自来也もまた、ナルが眠っている間に大蛇丸の件を済ませるつもりだったので、綱手の考えが手に取るようにわかる。

だがシズネ当人はその勝手な判断が不満だったようで、未だ痺れの取れない身体で綱手に細々と「私は貴女の付き人ですよ?」と言い聞かせていた。

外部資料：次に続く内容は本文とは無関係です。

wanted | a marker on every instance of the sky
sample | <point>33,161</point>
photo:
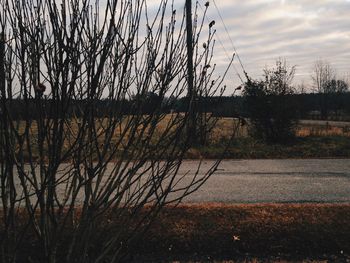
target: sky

大蛇丸とカブトを警戒しつつも、説教を受ける綱手を愉快そうに眺めていた自来也ははたと隣を見た。てっきり自分もナルに文句を言われると思ったのだが、先ほどからやけに静かだ。
窺うと、彼女は呆然と大蛇丸とカブト……いや、カブトだけを注視していた。

不意にナルの口から「カブトさん、どうして…!?」という声が零れる。明らかに狼狽する弟子の言葉に、自来也は片眉を吊り上げた。


「なるほど…顔見知りか」
「……一緒に中忍試験を受けたんだってばよ。なんで此処に…?」
ようやっと会えた師の存在でナルは少しばかり落ち着きを取り戻す。それでもやはり取り乱したまま、彼女は再度声を荒げた。
「カブトさん……っ!?」

カブトは何も言わない。沈黙する彼の前で、自来也が乱雑に頭を掻いた。